I've really put off writing this post here. I guess because it feels like I'm giving up on my child. I would like nothing better than to bury my head in the sand and say that everything is just fine and Taylor's seizures aren't quickly taking her away from us.
None of the medicines, not the VNS implant, and not the corpus callosotomy has taken away the seizures. The brain surgery did stop the drop seizures for about 4 years and for that I am eternally thankful. While the hundreds of absence & complex partial seizures she has continued to suffer from have not been great, they have actually been more of an annoyance than anything else.
All that is changing now. She has started having more and more drop seizures and some days, it's just too hard for her to function. We've watched her lose abilities and become unable to do some of the things she used to do. She can't carry her food/drink to the table any more for fear of dropping everything during a seizure.

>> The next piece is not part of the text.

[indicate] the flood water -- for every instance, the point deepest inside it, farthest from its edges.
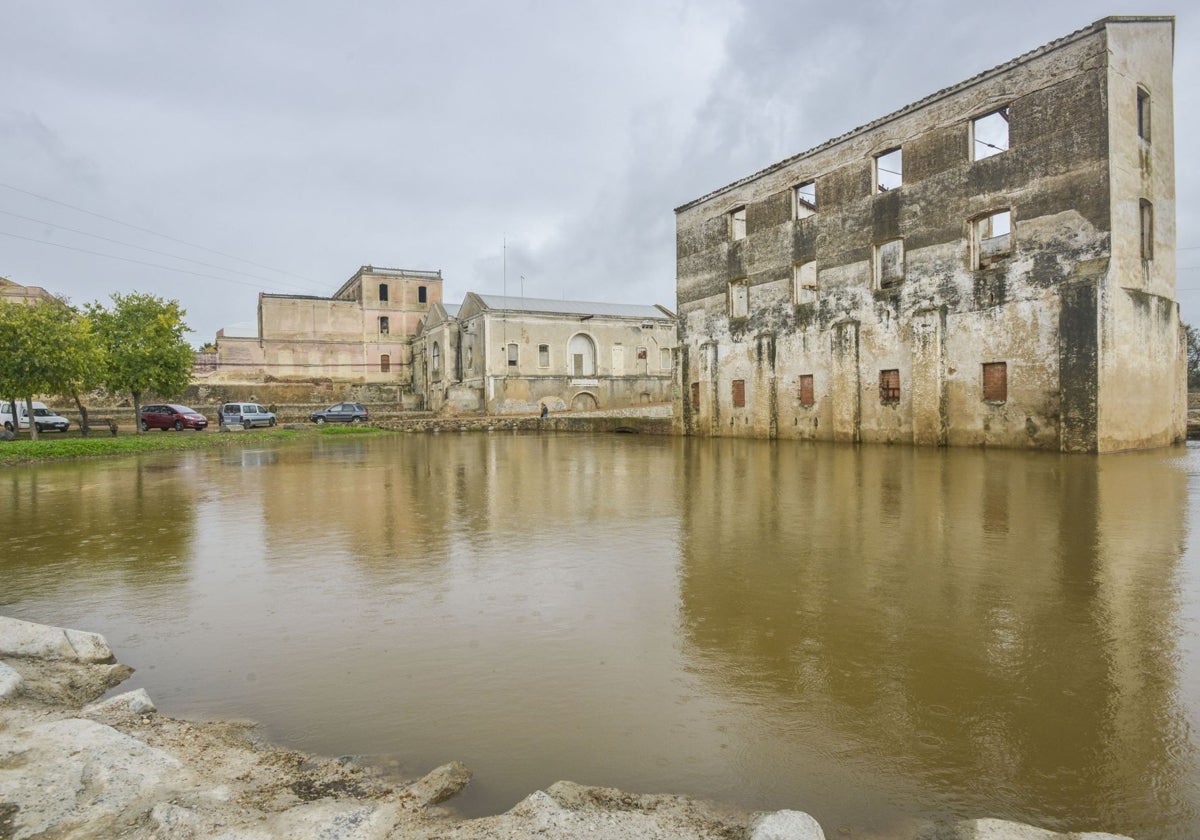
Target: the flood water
(874, 635)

We've been told that it's probably best that we try and plan "things" now as it will too hard when the time does come. I always thought her heart defect would eventually be what caused her the most life-threatening problem. No, it's going to be her brain. That part of Taylor that makes her the happy, loving, funny, silly person that she is will eventually be what takes her from us.
I realize that no one knows the future and Taylor could outlive me. I also know that the signs I'm seeing now tell me that I need to cherish every day I have with her, knowing that one day, in the near future, she could just slip away.
I'm torn between pestering the neurologists for something that will help and not filling up what could be a short time left here with tests, needles, and doctors.
Yeah, so that's where I am right now…torn between reality and denial. I think I like floating down that river better.